Don't get me wrong. It DID involve seeing a movie ("Rudo y Cursi"--really good!), yoga, the gym, trying out Casa Oaxaca (very yummy!) with a friend, a manicure, catching up with another friend over lunch and making two new recipes.
But it didn't involve spending time with my boyfriend, which I would have traded all those things in a second to be able to do.
For at least the next year, J and I will have to live apart due to schooling stuff. And I know, if we try hard enough, we can do it. But I'd give just about anything to have him here with me.
I miss being silly with him. I miss cooking together. I miss waking up next to him. I miss going to museums or seeing movies with him. I miss just having him around. I know that right now we are both doing things to put us in a better place in the future and that it might just be from now until next May. And I fully support his decision. But I do wish he was here to laugh with me over something stupid.
Does it ever get easier?
7 comments:
i may be in a similar situation soon too. i feel like i must put on a brave face when inside its just tough!
Long-distance is SO hard. You didn't say where your partner is and whether it's somewhere where you can still visit, or if it's so far you can only do a couple of visits in the next year. Or not at all.
Husband and I were in a commuter situation (NYC-DC) within 6 weeks of meeting - that first year we were dating, we saw each other every few weeks. I remember that there were times I got very used to it, and others where it was seriously hard :(
Then we got married, lived in the same city for 6 months, and then went back to the NYC-DC situation in January 07 - that time, we agreed to see each other every weekend, no matter the exhaustion, and we did. We saw each other 51 weekends out of 52 in 2007 (the one weekend husband was on a trip with friends and I also took a small trip although just to LI from NYC). It was TIRING to stay on this schedule, but it made missing each other better because it was only just a few days until we next saw each other.
And then we almost died of exhaustion - by 2008 we managed to be in the same city for 5 out of the first 10 months of the year. The other 5 months, though, we just couldn't stomach the incessant travel anymore -and it went back to feeling more long-distancey than commuter, ie we would see each other every couple of weeks. Honestly, while i was better rested, it was hard.

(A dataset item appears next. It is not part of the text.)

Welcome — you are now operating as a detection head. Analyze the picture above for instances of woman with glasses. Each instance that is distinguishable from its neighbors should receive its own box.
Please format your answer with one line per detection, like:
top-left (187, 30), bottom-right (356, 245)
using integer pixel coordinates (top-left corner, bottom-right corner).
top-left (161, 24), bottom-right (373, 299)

So, having given you way too much background, here are some things that helped me:
1. having a pretty set time to talk every day. we usually spoke at lunch and again in the evening before bed. very doable since we were in the same country time-zone, but having a set time
2. incessant texting/emailing
3. focusing on why you are doing this - we did it for our careers, and flash forward to midway 2009, and we are both where we wanted to be. Having that end-goal in mind really helped a lot. It also helped we hit the end-goal about 6-12 months sooner than we could realistically hope do. Some luck/serendipity definitely came into play starting midway through 2008.
4. having planned visits, so we always had a visit to look forward to.
Good luck, and feel free to email me or tweet me :)
Hey Lauren...I just wanted to drop you a note to let you know that I have a new blog, Tulips and Tea (www.lovetulipsandtea.blogspot.com). The food blog was fun, but I found myself wanting to write about more than food, and actually, your blog has inspired me in this process! I love reading your thoughts on yoga (which you actually inspired me to start doing about a year ago), health, creativity, writing, etc. I realized that I wasn't allowing myself to write about the things that really excite me, hence the new blog. Anyway, just wanted to share...hope you're doing well.
long distances ARE hard. i had to do one before. i hope to never do that again, but if it comes down to it, i would. i know you guys will come through it like champs.
The image is by Erin Petson (http://www.erinpetson.com/). I used Microsoft Publisher to add the text, and then I saved it all as one file (so that the text was actually part of the image). Then I uploaded the image to Blogspot, and clicked on the option "Use in place of title." You can also edit the HTML to remove the lines around the border of the banner. Just go to Edit HTML from your Layout page, and then scroll through the HTML till you see something that looks like "border inner" and "border outer" and just delete those phrases. Let me know if you have questions!
My boyfriend and I lived in different countries for almost three years (but when I say different countries, I'm talking Western Europe - a two hour flight). We didn't stop missing each other but we did get used to it in many ways. If you have a clear end in sight, that really helps.
Thank you for all your comments! It's really comforting to know that others have done this and lived to tell the tale!